Ébauche de flexibilité
En juin dernier, une légère flexibilité a été introduite, avec 20% des conditions d’octroi de crédit immobilier laissées à l’appréciation des banques, à hauteur de 30%. Un premier pas, certes modeste, vers une adaptation des critères de crédit qui pourrait insuffler un nouvel élan au secteur immobilier.
Cet assouplissement anticipé, plébiscité par de nombreux acteurs du secteur, pourrait être la clé pour revitaliser le marché immobilier. En cela, il facilite l’accès au crédit pour une large tranche de la population. De plus, il soutiendrait les projets de construction et de rénovation essentiels à la dynamique du secteur.
En conclusion,
Le débat autour de l’assouplissement des critères d’octroi du crédit immobilier met en lumière les enjeux cruciaux auxquels le secteur immobilier est confronté. Il s’agit d’une problématique centrale, dont la résolution pourrait déclencher un cercle vertueux :
- facilitation de l’accès au crédit,
- stimulation des investissements dans la construction et la rénovation,
- et promotion de la transition énergétique.
La révision des critères, bien que complexe, semble être une étape incontournable pour répondre aux défis socio-économiques et environnementaux actuels.
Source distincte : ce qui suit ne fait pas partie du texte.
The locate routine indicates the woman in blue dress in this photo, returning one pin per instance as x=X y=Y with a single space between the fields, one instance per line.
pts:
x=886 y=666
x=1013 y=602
Les acteurs du secteur, soutenus par des voix politiques, aspirent à une refonte des modalités d’octroi du crédit, en adéquation avec les réalités économiques des ménages et les ambitions de développement durable.
L’heure est peut-être venue pour les décideurs et les institutions financières de revisiter les normes en vigueur, et d’engager ainsi le secteur immobilier français sur la voie d’un avenir plus inclusif et durable. Souhaitons que les solutions proposées par le HCSF soient plus impactantes que celles avancées en juin dernier. Une réflexion sur le reste à vivre plutôt que sur le simple taux d’endettement semble indispensable.